Gunvor Group, one of the world’s biggest energy traders, is ending its use of intermediaries — the well-connected individuals who help secure contracts in resource-rich countries.
The Geneva-based group, which trades more than 2.7m barrels of oil and gas a day, said it would cease working with agents for “business origination and development purposes”, and would assess its use of other consultants such as risk analysts.
“Gunvor has already reduced the number of such consultants and intermediaries by approximately 45 per cent since 2018, and is now in the process of winding down the remainder of consultant contracts,” the company said in a statement.
The company said the move would begin immediately and that some contracts had a wind-down period of 90 days.
Large-scale physical commodity trading often involves operating in countries that have been hotbeds of corruption, or where it is difficult to secure business without agents who work on commission and network with government officials to help land deals.
Some of these relationships have become a focus of investigations by regulators.
Vitol, the world’s biggest independent oil trader, and rival Trafigura are being investigated by the US Department of Justice and Federal Bureau of Investigation as well as Brazilian authorities as part of the sprawling “car wash” bribery scandal.

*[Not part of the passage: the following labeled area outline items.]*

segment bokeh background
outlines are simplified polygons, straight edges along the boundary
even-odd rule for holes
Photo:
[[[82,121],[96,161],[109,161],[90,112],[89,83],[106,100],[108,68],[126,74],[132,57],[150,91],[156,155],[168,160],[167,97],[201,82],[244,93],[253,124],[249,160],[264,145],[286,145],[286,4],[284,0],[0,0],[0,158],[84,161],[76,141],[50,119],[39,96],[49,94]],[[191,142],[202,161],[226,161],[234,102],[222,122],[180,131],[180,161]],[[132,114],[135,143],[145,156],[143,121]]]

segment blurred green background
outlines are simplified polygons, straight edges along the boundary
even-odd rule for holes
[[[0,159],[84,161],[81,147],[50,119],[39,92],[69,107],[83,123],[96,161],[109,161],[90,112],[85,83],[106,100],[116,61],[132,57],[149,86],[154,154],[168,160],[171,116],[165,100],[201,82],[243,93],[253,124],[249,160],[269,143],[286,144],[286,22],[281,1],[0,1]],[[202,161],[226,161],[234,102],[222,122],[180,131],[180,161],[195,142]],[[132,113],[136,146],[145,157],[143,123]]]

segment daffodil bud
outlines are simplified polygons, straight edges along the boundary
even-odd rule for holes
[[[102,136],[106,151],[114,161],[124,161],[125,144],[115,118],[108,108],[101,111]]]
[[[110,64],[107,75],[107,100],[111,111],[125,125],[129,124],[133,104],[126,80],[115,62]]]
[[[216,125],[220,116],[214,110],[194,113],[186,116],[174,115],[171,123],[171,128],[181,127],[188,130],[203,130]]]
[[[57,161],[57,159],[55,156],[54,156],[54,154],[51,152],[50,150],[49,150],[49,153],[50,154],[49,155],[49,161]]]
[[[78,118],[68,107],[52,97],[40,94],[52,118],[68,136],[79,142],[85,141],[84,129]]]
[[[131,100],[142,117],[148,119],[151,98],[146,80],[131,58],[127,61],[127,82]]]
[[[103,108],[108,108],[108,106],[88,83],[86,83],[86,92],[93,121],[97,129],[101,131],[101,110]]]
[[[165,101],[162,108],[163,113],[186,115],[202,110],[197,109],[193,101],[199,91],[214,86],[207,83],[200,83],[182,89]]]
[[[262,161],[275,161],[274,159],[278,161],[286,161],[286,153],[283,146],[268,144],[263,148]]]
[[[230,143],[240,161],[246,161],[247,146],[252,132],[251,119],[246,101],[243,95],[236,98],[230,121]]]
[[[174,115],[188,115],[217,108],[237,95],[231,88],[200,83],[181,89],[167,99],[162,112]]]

Prosecutors allege they and other commodity traders paid bribes via middlemen to employees of Brazil’s state oil company Petrobras to obtain fuel contracts on favourable terms. Vitol and Trafigura have said they have zero tolerance for bribery and corruption.
Meanwhile, Glencore has been subpoenaed by the DoJ for documents relating to possible corruption and money laundering in Nigeria, the Democratic Republic of Congo and Venezuela. The company has said it is co-operating with the relevant authorities.
In 2019 Gunvor paid $95m to end a long-running corruption case in Africa. Switzerland’s attorney-general found the company had failed to take reasonable organisational measures to prevent employees and agents from bribing public officials to gain access to the oil markets in Congo Brazzaville and Ivory Coast.
The company has responded by beefing up oversight of its staff and trading partners.
It now has one of the biggest compliance teams in the industry, while reducing the number of intermediaries and agents it uses to secure deals by almost half.
The company’s co-founder and chief executive Torbjorn Tornqvist has promised its employees that the company will never find itself in the same position again.
Rival trading houses have also cut back the use of intermediaries or stopped using them altogether.
Trafigura last year eliminated the practice of using agents for business origination and development purposes, while Glencore has replaced intermediaries in some countries such as the Democratic Republic of Congo with its own staff who work on government contracts.
Banks are also becoming increasingly nervous about the use of agents to win business and some trading executives believe they will eventually demand an end to the practice. Commodity traders need access to large credit lines to buy and sell commodities.
“The lessons of the past bear on how Gunvor operates today, and when we identify areas in which our robust compliance standards cannot be exactly upheld, we take action,” said Mr Tornqvist.
“To be clear, the company will do nothing short of ensuring that we are enforcing our zero tolerance compliance policies. If we lose business as a result, so be it.”